Ingredients:
- 4 (6 oz / 170g) boneless skinless chicken breasts
- ½ tsp (3g) sea salt
- ½ tsp (1g) cracked black pepper
- 1 tbsp (15ml) olive oil
- 2 tbsp (30g) unsalted butter
- 3 cloves (9g) garlic, minced
- 1 small (50g) shallot, finely diced
- ½ cup (120ml) low-sodium chicken broth
- ¾ cup (180ml) light cream
- ¼ cup (25g) grated Parmesan cheese
- 1 cup (30g) fresh basil leaves, chiffonade
- 1 tsp (5ml) lemon juice
Instructions:
- Pat the chicken breasts completely dry with paper towels and season both sides with salt and pepper.

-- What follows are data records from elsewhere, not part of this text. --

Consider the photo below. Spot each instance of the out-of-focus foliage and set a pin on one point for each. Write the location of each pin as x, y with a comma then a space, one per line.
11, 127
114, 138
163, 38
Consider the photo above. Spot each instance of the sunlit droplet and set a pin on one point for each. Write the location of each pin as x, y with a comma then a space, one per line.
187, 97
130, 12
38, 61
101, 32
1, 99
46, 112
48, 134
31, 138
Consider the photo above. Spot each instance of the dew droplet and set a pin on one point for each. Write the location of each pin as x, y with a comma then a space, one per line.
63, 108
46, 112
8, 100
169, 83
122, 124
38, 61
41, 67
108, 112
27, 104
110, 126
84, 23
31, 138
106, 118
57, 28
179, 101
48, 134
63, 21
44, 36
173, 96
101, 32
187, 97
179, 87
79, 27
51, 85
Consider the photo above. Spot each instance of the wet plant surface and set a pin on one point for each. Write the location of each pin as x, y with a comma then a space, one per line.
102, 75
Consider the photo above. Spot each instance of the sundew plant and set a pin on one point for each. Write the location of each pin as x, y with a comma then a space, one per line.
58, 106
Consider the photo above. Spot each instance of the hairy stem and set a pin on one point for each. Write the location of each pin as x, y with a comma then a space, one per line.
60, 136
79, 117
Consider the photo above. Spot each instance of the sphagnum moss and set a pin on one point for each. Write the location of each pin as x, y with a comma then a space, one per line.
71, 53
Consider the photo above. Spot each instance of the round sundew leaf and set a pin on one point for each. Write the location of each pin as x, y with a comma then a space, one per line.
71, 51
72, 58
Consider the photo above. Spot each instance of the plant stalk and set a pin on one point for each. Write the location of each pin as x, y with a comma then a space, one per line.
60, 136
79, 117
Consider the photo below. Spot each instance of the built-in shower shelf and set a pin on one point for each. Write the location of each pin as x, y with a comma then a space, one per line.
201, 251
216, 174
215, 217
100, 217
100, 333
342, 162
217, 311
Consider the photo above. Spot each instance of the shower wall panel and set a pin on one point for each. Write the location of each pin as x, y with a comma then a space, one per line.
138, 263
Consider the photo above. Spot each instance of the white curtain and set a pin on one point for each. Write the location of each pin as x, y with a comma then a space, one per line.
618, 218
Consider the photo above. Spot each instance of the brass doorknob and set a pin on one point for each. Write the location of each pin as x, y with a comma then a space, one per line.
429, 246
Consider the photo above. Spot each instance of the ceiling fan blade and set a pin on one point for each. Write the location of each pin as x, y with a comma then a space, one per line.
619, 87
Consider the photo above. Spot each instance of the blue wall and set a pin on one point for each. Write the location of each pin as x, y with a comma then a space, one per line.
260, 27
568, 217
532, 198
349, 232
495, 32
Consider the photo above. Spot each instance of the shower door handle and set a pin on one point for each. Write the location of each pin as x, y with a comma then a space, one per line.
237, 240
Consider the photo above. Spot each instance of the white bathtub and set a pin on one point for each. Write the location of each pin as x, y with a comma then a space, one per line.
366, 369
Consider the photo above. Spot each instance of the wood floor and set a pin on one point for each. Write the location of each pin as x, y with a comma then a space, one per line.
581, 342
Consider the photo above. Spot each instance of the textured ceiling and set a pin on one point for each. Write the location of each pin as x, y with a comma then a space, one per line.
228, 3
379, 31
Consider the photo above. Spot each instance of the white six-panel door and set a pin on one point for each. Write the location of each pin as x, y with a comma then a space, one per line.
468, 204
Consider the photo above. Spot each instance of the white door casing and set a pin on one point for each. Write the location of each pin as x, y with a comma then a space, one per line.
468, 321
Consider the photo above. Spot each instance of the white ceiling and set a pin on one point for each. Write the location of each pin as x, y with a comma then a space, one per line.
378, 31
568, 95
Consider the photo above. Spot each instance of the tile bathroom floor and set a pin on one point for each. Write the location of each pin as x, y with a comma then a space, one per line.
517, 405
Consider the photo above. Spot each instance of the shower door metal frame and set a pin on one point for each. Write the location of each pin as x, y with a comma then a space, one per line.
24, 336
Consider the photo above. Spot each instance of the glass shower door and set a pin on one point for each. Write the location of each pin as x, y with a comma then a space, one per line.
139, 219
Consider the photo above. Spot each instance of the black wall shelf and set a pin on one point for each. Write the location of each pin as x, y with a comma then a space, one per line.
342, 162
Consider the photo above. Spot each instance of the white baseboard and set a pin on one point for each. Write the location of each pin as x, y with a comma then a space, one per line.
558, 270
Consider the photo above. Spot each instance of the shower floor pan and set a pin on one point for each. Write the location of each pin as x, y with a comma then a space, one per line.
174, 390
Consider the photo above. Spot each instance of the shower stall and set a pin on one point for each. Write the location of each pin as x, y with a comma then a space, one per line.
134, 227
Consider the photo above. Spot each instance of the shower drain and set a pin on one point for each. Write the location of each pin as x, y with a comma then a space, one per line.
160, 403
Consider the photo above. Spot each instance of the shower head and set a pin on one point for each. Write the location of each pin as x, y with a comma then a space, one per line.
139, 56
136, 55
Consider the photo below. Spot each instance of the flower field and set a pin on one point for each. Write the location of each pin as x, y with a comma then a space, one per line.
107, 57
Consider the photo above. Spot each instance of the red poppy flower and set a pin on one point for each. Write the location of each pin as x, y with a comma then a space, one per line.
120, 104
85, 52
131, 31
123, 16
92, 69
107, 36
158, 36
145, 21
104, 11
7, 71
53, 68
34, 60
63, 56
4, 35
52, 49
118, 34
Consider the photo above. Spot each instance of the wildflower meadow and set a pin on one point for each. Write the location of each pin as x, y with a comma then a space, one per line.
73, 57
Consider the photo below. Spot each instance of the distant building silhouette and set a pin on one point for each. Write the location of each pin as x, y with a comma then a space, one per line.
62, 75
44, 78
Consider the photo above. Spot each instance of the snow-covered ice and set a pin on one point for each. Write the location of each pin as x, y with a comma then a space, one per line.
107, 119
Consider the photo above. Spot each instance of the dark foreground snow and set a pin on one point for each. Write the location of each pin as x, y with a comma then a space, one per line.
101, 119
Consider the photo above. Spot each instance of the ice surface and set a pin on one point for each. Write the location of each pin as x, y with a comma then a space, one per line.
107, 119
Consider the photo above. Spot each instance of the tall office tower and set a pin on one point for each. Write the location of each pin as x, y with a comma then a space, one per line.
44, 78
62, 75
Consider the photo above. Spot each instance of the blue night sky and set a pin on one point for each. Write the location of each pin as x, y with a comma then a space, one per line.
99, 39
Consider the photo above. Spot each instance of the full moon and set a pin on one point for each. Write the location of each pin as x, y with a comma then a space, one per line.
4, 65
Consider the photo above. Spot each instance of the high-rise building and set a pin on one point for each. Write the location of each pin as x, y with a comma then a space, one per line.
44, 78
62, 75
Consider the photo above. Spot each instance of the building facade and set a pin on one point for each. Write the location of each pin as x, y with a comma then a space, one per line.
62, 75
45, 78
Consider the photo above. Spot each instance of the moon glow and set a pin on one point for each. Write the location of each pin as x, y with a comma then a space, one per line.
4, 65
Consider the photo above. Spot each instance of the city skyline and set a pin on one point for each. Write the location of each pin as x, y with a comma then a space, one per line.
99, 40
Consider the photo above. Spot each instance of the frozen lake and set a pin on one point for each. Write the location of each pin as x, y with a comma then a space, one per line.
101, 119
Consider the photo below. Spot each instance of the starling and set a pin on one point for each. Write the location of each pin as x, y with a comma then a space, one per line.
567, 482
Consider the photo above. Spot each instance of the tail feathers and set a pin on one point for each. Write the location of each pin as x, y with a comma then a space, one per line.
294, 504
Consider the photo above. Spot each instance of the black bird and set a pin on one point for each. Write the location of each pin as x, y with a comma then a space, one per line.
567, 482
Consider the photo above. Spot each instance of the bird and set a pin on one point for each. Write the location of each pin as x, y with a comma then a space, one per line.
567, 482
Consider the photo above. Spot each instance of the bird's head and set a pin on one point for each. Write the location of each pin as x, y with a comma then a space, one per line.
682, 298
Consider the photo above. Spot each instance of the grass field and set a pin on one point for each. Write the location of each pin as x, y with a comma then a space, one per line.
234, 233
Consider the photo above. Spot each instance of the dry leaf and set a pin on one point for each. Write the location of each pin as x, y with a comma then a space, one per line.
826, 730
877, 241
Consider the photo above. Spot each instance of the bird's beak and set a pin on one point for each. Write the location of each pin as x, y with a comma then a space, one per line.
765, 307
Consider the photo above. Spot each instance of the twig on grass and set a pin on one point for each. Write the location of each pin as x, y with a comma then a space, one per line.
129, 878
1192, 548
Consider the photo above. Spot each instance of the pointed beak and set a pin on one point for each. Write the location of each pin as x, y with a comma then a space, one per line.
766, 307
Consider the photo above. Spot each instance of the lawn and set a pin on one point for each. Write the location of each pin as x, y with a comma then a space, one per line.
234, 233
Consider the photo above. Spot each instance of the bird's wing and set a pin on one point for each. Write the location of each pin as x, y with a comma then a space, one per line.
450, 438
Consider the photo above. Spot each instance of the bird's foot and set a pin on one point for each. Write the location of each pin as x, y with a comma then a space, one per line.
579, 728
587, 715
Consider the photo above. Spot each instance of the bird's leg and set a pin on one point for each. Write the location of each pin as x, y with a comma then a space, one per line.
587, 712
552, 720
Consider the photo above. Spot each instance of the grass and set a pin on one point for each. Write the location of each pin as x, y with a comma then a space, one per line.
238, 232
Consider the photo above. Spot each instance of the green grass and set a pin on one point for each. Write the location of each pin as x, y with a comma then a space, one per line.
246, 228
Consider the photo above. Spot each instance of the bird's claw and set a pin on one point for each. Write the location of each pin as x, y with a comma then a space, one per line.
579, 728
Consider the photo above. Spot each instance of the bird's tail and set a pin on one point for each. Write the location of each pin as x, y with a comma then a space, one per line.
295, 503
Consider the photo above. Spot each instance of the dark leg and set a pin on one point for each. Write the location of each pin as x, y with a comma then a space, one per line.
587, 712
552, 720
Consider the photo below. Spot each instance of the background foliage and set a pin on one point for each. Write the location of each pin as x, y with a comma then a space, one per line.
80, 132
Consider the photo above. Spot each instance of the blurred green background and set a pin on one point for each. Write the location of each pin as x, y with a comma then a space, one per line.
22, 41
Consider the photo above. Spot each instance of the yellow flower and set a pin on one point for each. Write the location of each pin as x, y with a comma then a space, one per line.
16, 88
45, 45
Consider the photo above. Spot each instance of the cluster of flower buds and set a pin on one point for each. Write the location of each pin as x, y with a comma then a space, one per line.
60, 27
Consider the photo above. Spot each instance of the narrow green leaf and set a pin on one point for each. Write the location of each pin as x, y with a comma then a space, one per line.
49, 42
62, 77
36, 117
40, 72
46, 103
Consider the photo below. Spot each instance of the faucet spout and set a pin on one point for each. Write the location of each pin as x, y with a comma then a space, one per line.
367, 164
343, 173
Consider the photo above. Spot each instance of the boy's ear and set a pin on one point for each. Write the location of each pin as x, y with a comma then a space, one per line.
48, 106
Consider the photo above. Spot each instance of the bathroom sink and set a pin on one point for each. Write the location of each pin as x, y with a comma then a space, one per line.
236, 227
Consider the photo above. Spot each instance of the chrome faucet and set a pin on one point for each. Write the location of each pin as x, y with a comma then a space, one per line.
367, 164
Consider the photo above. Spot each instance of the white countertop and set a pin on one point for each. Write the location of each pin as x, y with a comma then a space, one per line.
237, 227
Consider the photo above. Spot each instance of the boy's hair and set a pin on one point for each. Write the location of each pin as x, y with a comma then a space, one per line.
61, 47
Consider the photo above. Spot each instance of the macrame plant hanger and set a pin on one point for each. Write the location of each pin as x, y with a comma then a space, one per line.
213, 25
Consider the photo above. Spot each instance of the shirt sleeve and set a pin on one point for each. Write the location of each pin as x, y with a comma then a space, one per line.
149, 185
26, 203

- Heat olive oil in a 12-inch skillet over medium-high heat until it shimmers. Add chicken and sear for 5–7 minutes per side until deep golden-brown. Remove chicken to a plate and set aside.
- Reduce heat to medium. Add butter to the same pan and sauté shallots and garlic for 1–2 minutes until translucent and fragrant.
- Pour in the chicken broth, scraping the bottom of the pan to deglaze. Simmer for 3 minutes until the liquid is reduced by half.
- Stir in the light cream and Parmesan cheese. Whisk constantly on low heat until the sauce thickens slightly.
- Stir in the lemon juice to brighten the flavors.
- Return the chicken and any accumulated juices to the pan. Simmer for 2–3 minutes until the chicken is cooked through. Stir in fresh basil just before serving.